My initial prototype was written against the high-level API. There were two problems with this approach. The first is that there’s no support for Just My Code in the high-level API. As I mentioned in my last post, JMC support is critical for this project. Adding JMC support isn’t hard, but I’m trying to make as few changes as possible to the MDbg source, since I’m not interested in forking and maintaining that code. Second, while the low-level API provides an event-based API (OnModuleLoad, OnBreakpoint, OnStepComplete, etc), the high-level API provides a more console-oriented looping API. I found the event-driven API to be cleaner to work with and I’m thinking it will work better if I ever build a GUI version of ipydbg. So I’ve decided to work against the low-level API (aka corapi).

I mentioned above that I didn’t want to change the MDbg source, but I did make one small change. The separation of corapi and raw into two separate assemblies is an outdated artifact of an earlier version of MDbg. So I decided to combine these two into a single assembly called CorDebug. Other than some simple cleanup to assembly level attributes to make a single assembly possible, I haven’t changed the source code at all.

Writing an IronPython Debugger: Introduction

A while back I showed how you can use Visual Studio to debug IronPython scripts. While that works great, it’s lots of steps and lots of mouse work. I yearned for something lighter weight and that I could drive from the command line.

The .NET framework includes a command line debugger called MDbg, but after using it for a bit, I found it didn’t like it very much for IronPython debugging. Mdbg automatically sets a breakpoint on the main entrypoint function, but only if it can find the debugging symbols. So when you use Mdbg with the released version of IPy, the breakpoint never gets set. Instead, you have to trap the module load event, set a breakpoint in the python file you’re debugging, then stop trapping the module load event.
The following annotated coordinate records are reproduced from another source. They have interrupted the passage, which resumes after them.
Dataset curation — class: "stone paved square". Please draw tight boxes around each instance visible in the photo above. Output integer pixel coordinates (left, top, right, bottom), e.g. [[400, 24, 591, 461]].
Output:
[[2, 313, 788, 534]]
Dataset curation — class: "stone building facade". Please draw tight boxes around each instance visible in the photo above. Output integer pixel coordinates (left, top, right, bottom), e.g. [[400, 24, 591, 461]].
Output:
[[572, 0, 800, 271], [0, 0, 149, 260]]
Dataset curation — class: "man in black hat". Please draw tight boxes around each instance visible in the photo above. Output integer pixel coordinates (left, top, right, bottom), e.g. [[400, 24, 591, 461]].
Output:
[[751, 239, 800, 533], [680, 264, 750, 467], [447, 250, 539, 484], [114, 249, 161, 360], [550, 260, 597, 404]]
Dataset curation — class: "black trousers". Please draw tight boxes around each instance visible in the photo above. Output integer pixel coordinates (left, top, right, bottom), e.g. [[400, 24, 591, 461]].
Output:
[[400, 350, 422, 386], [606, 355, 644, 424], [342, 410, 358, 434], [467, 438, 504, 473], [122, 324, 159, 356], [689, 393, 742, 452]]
Every Time. That gets tedious.

Another problem with MDbg is that it’s not Just-My-Code (aka JMC) aware. JMC is this awesome debugging feature that was introduced in .NET 2.0 that lets the debugger “paint” the parts of the code that you want to step thru (aka “My Code”). By default, Visual Studio marks code with symbols as “my code” and code without symbols as “not my code”. 1 We don’t ship symbols with IronPython releases, so Visual Studio does only steps thru the python code. MDbg doesn’t support JMC, so I often found myself stepping into random parts of the IronPython implementation. That’s even more tedious.

Luckily, the source code to MDbg is available. So I got the wacky idea to build a debugger specifically for IronPython. CPython includes pdb (aka Python Debugger, not Program Database) but we don’t support it because we haven’t implementedsettrace. Thus, ipydbg was born.

Over the course of this series of blog posts, I’m going to build out ipydbg. I have built out a series of prototypes so I fairly confident that I know how to build it. However, I’m not sure what it will look like at the end. If you’ve got any strong opinions on it one way or the other, be sure to email me or leave me comments.

BTW, major thanks to my VSL teammate Mike Stall (of Mike Stall’s .NET Debugging Blog). Without his help, I would probably still be trying to make heads or tails of the MDbg source.


  1. VS uses the DebuggerNonUserCode attribute to provide fine grained control of what is considered “my code” and should be stepped thru.